For the next eight months, he will live at JKL, under home confinement for violating his domestic-violence probation earlier this year.
Corrections Department workers installed an electronic monitoring box on Freitas's telephone that will track his movements via a bracelet strapped to his ankle. If he ventures more than 200 feet away, Freitas said, the bracelet will send a signal to the box and dial the Corrections Department.
To go any farther, Freitas needs permission from the Corrections Department.
At JKL, Freitas has all the comforts of home. His friend, Fatima Carvalho, redecorated an upstairs kitchen for him. Down in the cavernous basement, she created a bedroom with a sitting area just across from the office where the FBI had hidden its cameras and microphones.
During his year undercover, Freitas recorded more than 100 conversations with city officials who thought he was a corrupt businessman willing to pay bribes for favors.

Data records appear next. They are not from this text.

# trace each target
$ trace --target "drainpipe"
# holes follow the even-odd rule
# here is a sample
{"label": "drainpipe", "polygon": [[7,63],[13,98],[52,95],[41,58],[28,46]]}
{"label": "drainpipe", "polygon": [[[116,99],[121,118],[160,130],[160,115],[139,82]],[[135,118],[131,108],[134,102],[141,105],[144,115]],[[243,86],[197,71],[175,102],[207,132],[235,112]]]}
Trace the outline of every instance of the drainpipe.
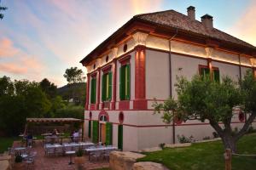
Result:
{"label": "drainpipe", "polygon": [[[170,73],[170,97],[172,97],[172,46],[171,46],[171,41],[177,36],[177,29],[176,29],[176,33],[169,39],[169,73]],[[173,113],[174,116],[174,113]],[[174,116],[173,116],[174,117]],[[175,144],[175,122],[174,120],[172,120],[172,143]]]}

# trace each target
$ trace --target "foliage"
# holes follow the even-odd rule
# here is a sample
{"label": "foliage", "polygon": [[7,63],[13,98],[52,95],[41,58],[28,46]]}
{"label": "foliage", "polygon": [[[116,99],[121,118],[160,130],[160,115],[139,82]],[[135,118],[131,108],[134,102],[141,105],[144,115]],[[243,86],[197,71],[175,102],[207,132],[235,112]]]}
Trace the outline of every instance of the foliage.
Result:
{"label": "foliage", "polygon": [[181,144],[184,144],[184,143],[191,143],[193,142],[193,136],[189,136],[189,138],[185,137],[183,134],[180,135],[177,135],[177,138],[178,139],[178,142]]}
{"label": "foliage", "polygon": [[80,105],[67,105],[64,108],[56,110],[55,117],[84,118],[84,108]]}
{"label": "foliage", "polygon": [[82,148],[79,148],[79,149],[76,151],[76,156],[77,156],[78,157],[81,157],[81,156],[83,156],[83,155],[84,155],[84,151],[83,151]]}
{"label": "foliage", "polygon": [[7,135],[22,132],[26,117],[43,117],[50,109],[45,94],[36,82],[0,78],[0,131]]}
{"label": "foliage", "polygon": [[[237,143],[240,154],[255,154],[256,134],[243,136]],[[160,151],[145,153],[137,162],[154,162],[173,170],[224,169],[224,147],[220,141],[192,144],[189,147],[165,148]],[[232,156],[232,170],[254,169],[255,158]]]}
{"label": "foliage", "polygon": [[160,143],[159,144],[159,147],[160,147],[162,150],[164,150],[166,144],[165,143]]}
{"label": "foliage", "polygon": [[[166,123],[171,123],[176,117],[185,121],[197,119],[204,122],[207,119],[225,148],[236,152],[236,143],[246,133],[256,116],[256,79],[252,71],[247,72],[240,84],[228,76],[218,82],[210,77],[195,76],[191,81],[177,78],[176,87],[177,99],[155,102],[154,112],[163,112],[162,119]],[[230,123],[235,107],[251,114],[241,129],[232,133]],[[224,128],[218,122],[223,122]]]}
{"label": "foliage", "polygon": [[49,99],[53,99],[57,94],[57,87],[50,82],[47,78],[44,78],[39,82],[40,88],[44,92]]}
{"label": "foliage", "polygon": [[22,162],[22,156],[21,156],[21,154],[20,153],[16,153],[15,154],[15,162],[16,162],[16,163],[19,163],[19,162]]}
{"label": "foliage", "polygon": [[68,83],[77,83],[83,82],[83,71],[78,69],[78,67],[71,67],[70,69],[66,69],[65,74],[63,75]]}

Freitas's recordings so far have helped federal prosecutors get six convictions in Operation Plunder Dome and a racketeering indictment against Mayor Vincent A. Cianci Jr. A grand jury charged five others along with Cianci on April 2 while Freitas was in minimum security at the Adult Correctional Institutions.
Freitas's path to prison started in the spring of 2000, about a year after he made public his role as the FBI's undercover witness in Operation Plunder Dome, the City Hall corruptionprobe.
The Providence police charged Freitas, then in the midst of a divorce, with striking his wife, Nancy, in the face and knocking her to the ground. A month later, the police arrested him again, saying that he violated a no-contact order by going to Nancy's home.
In May 2000, the Providence police arrested Freitas a third time. They said he grabbed Nancy's buttocks and kissed her duing a fight.
Freitas pleaded no contest to assault and received a 10-day sentence, followed by 60 days of home confinement and 21 months of probation.
He steered clear of trouble until just before last Christmas, when the East Providence police charged him with assaulting a woman. Freitas allegedly punched a former girlfiend in the face at her home.
In late January, Freitas admitted the arrest violated the terms of his probation and prosecutors dropped the new charge. As part of a plea agreement, Freitas agreed to return to the ACI.
Freitas woke up at 5:30 yesterday morning, just as he has done every day in prison, then showered and shaved. After breakfast he was told to get ready to leave and rode with the two corrections officials who installed the home-confinement monitoring box.
Freed, Freitas said he plans to spend the weekend relaxing. Shortly after he arrived at JKL, Freitas played with his 1-year-old grandson, Bruno, and emptied out a Manila folder holding prison mementos: a mug with "Hard Time" printed on it and birthday cards made by an artistically-inclined inmate.
"It feels great to be here," Freitas said.